Hace unas semanas, tras convocar las elecciones por teléfono móvil desde la cima del Aneto (una escena que daría para un gran anuncio), Pujol inició una extraña precampaña que consistía en pedir el voto prometiendo que ésta sería -tiene 69 años- "la última vez". Fue un error que, con su habitual rapidez de reflejos, rectificó inmediatamente. Al percibir que la intención de voto del aspirante que más teme -Maragall- aumentaba, Pujol recuperó su viejo estilo y disparó una salva de medidas electoralistas para desactivar la euforia del rival: subida testimonial de las pensiones, pacto con parte de la industria cinematográfica para doblar películas al catalán, rebaja parcial de las mismas tarifas de peaje que él mismo había autorizado, fin de la mili obligatoria...

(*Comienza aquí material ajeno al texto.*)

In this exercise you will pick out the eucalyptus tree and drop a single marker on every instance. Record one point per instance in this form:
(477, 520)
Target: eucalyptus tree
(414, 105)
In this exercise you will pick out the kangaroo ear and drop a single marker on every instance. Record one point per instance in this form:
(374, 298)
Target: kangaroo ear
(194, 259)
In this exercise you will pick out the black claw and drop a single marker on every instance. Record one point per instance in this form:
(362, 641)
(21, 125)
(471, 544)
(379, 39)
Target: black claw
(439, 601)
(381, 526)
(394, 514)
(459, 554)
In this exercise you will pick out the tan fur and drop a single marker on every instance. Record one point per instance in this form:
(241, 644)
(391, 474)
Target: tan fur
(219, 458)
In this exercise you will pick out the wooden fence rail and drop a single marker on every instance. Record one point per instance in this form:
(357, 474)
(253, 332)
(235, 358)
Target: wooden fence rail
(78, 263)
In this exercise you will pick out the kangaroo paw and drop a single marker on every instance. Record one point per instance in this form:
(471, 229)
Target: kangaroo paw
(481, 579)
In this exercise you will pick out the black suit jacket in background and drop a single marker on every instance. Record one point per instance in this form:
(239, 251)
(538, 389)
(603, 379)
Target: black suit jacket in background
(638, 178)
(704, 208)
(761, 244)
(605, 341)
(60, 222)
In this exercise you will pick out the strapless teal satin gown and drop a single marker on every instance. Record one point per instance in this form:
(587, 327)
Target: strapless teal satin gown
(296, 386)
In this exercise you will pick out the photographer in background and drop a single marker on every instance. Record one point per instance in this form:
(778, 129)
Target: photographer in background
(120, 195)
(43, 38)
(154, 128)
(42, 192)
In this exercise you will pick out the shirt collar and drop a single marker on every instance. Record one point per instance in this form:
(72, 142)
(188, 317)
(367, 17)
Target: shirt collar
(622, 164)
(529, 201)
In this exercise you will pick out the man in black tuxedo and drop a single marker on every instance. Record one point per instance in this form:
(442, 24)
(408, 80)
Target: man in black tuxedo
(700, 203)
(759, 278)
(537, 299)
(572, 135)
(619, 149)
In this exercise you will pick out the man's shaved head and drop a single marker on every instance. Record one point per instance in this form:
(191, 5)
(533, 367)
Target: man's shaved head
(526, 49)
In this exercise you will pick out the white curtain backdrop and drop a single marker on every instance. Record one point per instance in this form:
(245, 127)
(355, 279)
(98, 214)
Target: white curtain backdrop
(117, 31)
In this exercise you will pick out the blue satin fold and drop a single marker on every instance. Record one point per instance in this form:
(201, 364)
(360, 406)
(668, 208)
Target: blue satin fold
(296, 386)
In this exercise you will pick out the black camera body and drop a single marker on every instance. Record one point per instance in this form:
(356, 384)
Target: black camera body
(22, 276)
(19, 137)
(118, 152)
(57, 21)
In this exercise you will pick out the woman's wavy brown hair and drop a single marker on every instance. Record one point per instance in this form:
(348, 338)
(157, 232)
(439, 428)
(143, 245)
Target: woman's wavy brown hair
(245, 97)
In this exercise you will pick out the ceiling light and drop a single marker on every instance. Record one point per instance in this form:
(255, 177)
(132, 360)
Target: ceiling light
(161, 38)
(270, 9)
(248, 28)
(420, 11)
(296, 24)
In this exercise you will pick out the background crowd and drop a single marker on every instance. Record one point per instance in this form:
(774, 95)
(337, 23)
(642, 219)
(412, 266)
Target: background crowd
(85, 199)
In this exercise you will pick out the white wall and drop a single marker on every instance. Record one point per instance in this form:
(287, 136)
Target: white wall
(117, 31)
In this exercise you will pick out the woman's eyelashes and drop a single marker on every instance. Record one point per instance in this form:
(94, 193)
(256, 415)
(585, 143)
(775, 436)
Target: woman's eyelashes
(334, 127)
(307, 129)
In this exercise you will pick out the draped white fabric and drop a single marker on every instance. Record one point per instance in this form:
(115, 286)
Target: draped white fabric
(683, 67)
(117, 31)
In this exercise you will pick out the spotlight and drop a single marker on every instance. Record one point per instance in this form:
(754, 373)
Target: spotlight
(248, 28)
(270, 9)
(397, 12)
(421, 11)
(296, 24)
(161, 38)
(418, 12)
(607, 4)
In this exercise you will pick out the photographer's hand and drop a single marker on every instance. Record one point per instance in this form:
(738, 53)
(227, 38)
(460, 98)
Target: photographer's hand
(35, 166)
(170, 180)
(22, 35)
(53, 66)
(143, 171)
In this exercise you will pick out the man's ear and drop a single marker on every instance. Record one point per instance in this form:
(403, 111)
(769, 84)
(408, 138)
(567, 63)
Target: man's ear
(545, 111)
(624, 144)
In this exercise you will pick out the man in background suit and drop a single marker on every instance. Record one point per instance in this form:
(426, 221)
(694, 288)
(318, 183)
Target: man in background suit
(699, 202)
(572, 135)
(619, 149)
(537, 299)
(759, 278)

Esta vez, sin embargo, su peor enemigo es el tiempo que lleva en el poder. A estas alturas, resulta difícil sorprenderse con alguna de sus promesas o creer en las recetas de médico de cabecera con las que pretende curar problemas que siguen tan vigentes como el primer día que llegó. El malabarismo pactista que Pujol ha practicado hasta ahora -justificado por la benemérita coartada de "tot per Catalunya"- está casi tan agotado como parece estarlo él. Su cada vez más escueto discurso -"necesitamos más dinero y más poder"- puede llegar a ofender por exceso de pragmatismo y desatiende valores que también preocupan a su electorado (sobre todo a los más jóvenes). Pujol tendrá que explicarse muy bien y apretar el acelerador a fondo para convencer no tanto a los que discrepan de su indudable patriotismo como a muchos de los que siempre le han votado (obtuvo 1.320.071 votos en 1995) y que, pese a considerarle uno de los mejores presidentes que ha tenido este país, se preguntan si conviene que lo sea toda la vida.